When he got back to the kitchen, he dumped the bomb supplies on a counter. With a cheerful whistle, he went to work. Within minutes, a few bombs were built. He looked at his beautiful creation. To have a really good explosion, one needed enemies. And his enemies were OZ. And being that none were around, he'd have to make some. He checked the flour bin. Empty. He frowned. His two foot Wing didn't take up that much flour! Then he glanced around the kitchen. Which was covered in white. Oh..right. He wanted snow, but it was too hot for that.

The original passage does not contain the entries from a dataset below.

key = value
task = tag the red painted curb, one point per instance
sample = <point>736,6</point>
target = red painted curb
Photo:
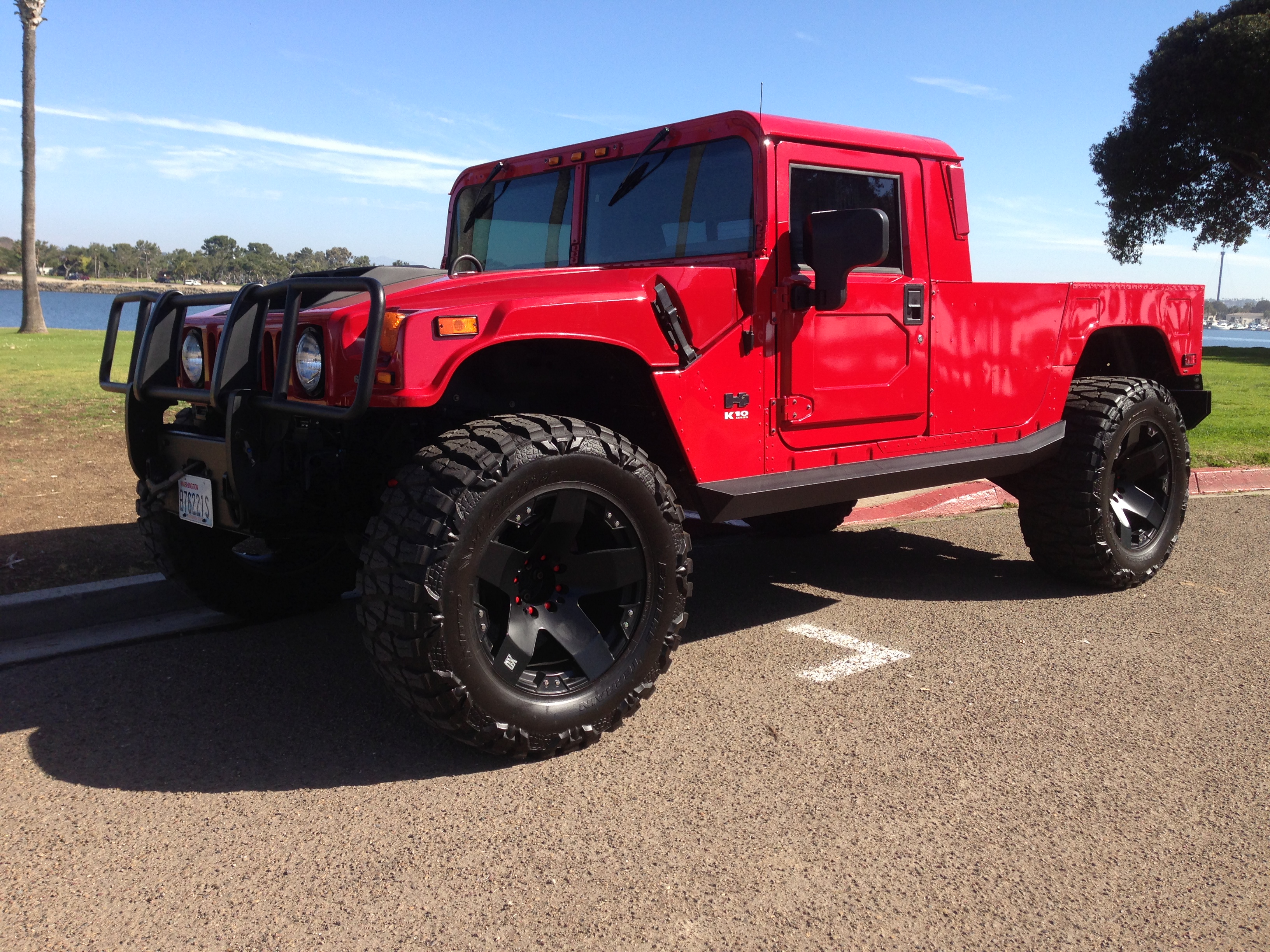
<point>1218,480</point>
<point>982,494</point>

He hunted around, finding some boxes of potato flakes. Made with real imatation potatoes. He began preparing the mold for the OZ. When he was done, all boxes were empty. As least four OZ mobile dolls now surrounded his creation. With a crazy-like chuckle, he carefully pushed a small detonator into each of the potato dolls. With a cheerful whistle, he backed away from the soon-to-be-carnage scene. He pushed the detonator. And was immediatlly covered with potato doll and flour Wing debris. His poor Wing! Completely destroyed by those Dolls! With a sad sigh, he trudged back to his room and took a shower, then went to bed.

When Duo and Quatre entered the kitchen to cook supper, they stopped dead in their tracks. Judging from the slight scorch marks, something had exploded. Which didn't explain the white goop which covered the walls, ceiling and floor. "M-my kitchen," Quatre moaned. He looked at Duo. Duo blinked. "I don't wanna know.." Quatre nodded and called out for pizza.